Here is her obituary from the Boston Globe: 





> Kathleen A. (Foley) Wright
> Of Jamaica Plain formerly of West Roxbury, June 4th. Beloved wife of Joseph F. Wright. Loving Daughter of Joseph and the late Doris (Belanger) Foley of West Roxbury. Dear sister of Joanne West of West Roxbury. Funeral from the F. J. Higgins Funeral Home, 4236 Washington St. ROSLINDALE SQUARE on Fri. June 10th at 9:00 AM. Funeral Mass in St. Thomas Aquinas Church @ 10:00 AM. Relatives and friends invited. Visiting hours Thursday 1-3 & 5-7 PM. Interment in the Gardens of Gethsemane. Late employee of Mellon Financial Services for 26 years. For Directions and on-line guest book go to www.fjhiggins.com FJ Higgins Funeral Home Roslindale Square 617-325-0455
> Published in the Boston Globe on 6/9/2005


 And here is another one with her picture: 

www.fjhiggins.com/Obituaries.htm

I think many of us long-time DIS'ers remember ILUVDXL (Kathy) from her weekly visits to a group of elderly ladies in a nursing home many years ago. Kathy was also an avid Yankee Candle fan, and participated in many of the exchanges here on this board. She so loved to send things to people, and over the last few years, has sent many little gifts to me and my family. Just a few weeks ago, she sent NE Patriots caps to my husband and son, and I still have such a hard time believing that she is gone. I know that she met some DIS'ers at Disney World as well, and I believe she's shared an Illuminations cruise with another DIS family or two. 
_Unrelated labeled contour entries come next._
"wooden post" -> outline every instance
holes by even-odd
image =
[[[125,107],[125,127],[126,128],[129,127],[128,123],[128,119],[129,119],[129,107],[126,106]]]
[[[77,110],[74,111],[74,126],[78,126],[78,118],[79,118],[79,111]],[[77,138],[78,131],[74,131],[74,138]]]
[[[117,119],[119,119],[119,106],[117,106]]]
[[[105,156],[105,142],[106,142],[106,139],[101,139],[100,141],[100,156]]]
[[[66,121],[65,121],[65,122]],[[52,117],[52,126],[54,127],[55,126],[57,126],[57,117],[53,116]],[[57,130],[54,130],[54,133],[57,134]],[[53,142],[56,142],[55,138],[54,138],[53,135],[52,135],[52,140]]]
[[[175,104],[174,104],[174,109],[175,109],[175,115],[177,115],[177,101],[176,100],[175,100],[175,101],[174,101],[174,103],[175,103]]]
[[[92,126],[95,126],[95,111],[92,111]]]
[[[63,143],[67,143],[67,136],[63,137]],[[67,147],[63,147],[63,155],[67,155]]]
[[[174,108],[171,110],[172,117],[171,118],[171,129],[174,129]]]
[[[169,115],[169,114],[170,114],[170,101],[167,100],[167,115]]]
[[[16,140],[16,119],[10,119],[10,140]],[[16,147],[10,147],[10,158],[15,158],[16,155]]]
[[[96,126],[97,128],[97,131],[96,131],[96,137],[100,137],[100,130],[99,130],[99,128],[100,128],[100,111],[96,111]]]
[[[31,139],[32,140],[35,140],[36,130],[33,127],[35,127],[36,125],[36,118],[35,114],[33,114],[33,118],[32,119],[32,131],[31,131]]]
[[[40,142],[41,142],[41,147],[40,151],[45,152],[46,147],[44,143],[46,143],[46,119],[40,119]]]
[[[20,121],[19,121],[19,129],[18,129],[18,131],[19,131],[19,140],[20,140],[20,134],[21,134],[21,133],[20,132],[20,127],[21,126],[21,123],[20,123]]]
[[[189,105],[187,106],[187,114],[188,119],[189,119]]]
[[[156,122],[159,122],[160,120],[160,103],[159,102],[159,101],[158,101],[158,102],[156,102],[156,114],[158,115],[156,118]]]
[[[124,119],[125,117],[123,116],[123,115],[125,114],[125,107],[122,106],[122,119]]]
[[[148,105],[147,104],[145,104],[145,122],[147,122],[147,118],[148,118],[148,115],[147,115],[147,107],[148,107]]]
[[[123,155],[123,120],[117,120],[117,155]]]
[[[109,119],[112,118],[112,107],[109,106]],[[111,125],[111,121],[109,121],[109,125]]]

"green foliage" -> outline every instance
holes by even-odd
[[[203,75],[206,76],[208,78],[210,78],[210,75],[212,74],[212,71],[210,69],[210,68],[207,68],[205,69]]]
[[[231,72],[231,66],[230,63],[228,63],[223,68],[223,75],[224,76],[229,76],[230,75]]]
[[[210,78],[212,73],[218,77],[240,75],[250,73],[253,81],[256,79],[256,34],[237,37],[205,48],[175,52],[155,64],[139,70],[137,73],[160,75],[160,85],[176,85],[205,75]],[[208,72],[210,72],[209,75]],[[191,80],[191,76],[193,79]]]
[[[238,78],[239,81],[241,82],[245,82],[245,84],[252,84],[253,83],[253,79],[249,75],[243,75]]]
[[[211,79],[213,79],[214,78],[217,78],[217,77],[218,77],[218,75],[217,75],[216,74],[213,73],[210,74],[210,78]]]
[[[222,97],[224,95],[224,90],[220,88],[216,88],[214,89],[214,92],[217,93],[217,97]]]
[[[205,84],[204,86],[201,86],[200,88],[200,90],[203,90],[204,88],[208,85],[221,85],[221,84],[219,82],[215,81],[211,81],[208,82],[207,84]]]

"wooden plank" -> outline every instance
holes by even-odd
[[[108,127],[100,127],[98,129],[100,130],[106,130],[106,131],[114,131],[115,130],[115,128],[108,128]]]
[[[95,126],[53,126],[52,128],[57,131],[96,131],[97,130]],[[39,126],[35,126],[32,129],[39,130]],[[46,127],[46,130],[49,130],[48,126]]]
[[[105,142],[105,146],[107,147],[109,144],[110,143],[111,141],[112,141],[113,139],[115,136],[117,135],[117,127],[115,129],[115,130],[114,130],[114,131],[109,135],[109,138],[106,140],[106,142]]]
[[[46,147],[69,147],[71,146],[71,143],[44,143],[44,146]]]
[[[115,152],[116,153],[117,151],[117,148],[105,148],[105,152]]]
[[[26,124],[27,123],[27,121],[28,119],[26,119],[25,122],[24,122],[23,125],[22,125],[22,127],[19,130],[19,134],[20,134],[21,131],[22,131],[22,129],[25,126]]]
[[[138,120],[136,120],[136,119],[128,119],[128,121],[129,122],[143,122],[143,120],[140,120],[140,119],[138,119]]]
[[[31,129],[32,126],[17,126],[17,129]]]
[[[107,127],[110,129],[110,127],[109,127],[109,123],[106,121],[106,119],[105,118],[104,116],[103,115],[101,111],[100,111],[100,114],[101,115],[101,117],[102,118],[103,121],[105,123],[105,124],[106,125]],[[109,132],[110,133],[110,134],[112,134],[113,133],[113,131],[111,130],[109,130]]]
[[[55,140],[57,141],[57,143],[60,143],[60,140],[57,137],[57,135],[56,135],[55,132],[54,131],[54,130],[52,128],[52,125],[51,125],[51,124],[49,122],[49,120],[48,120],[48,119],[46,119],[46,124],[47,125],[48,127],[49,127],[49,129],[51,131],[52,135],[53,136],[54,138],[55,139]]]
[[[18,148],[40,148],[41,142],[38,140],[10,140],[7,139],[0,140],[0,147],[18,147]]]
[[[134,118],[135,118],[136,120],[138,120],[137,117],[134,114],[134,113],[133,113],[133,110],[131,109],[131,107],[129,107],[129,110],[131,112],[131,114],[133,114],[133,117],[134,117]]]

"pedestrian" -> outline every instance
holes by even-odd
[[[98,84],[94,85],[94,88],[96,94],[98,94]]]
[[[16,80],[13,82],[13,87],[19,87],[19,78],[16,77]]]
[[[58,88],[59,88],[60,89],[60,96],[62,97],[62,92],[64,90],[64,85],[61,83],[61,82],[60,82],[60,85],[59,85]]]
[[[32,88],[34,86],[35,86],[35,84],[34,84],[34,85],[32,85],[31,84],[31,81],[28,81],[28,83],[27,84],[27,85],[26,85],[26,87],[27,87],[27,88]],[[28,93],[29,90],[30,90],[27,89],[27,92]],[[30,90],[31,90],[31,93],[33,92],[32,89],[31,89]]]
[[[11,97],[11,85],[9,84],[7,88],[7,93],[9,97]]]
Joe, her husband gave me permission to post this about Kathy. I don't believe they have a computer at home, so I plan to print out the responses here and mail a copy to Joe. In addition, here is an online guestbook for Kathy:

www.legacy.com/bostonglob...D=14194902


----------



## tiggersmom2




----------



## Credit Man

How sad!


----------



## Bob Slydell




----------



## llij

My deepest condolences to her family.  They will be in my thoughts and prayers.


----------



## Rajah

OMG!   That's so sad.  I'm shocked.   I didn't know her well, but I loved many of her posts.


----------



## Sheree Bobbins

I'm sorry to hear such sad news.   May I express my condolences to the family at this time of sorrow.


----------



## snoopy

How tragic.   I remember her well, she was my Ornament exchange buddy one year and I think of her every Christmas when I hang the ornaments she sent me. 

My prayers go out to her husband and family.


----------



## cynsaun

My deepest condolences.


----------



## aprincessmom

How sad...my thoughts go out to her family


----------



## RickinNYC

Oh my gosh...  best of thoughts and prayers to her family and friends.  How awful.


----------



## babar

Oh how sad. I do remember her posts...


----------



## CEDmom

How sad.  My heart goes out to her family.


----------



## dvcfamily41801

My thoughts and prayers go out to her family.  I am so sorry


----------



## Kirk

So sad!! Is there any charity or something the family has specified?


----------



## grinningghost

Very sad news.  She was always a great contributer on the DIS.  She will be missed.


----------



## kaylajr

My thoughts and prayer to her family and friends


----------



## RitaZ.

Very sad.     My thoughts and deepest sympathy to her family.


----------



## Cthia

My deepest condolences to her family. My thoughts and prayers are with the family. She will be missed.


----------



## Hillbeans

What sad news. Condolences to her husband and family.


----------



## mrsmom

My thoughts and prayers go out to her family! She will  be truly missed here.
                                          Kim


----------



## off to neverland

Oh, I'm so sorry to hear this.

This reminds me to live life to the fullest...  life can be gone so quickly.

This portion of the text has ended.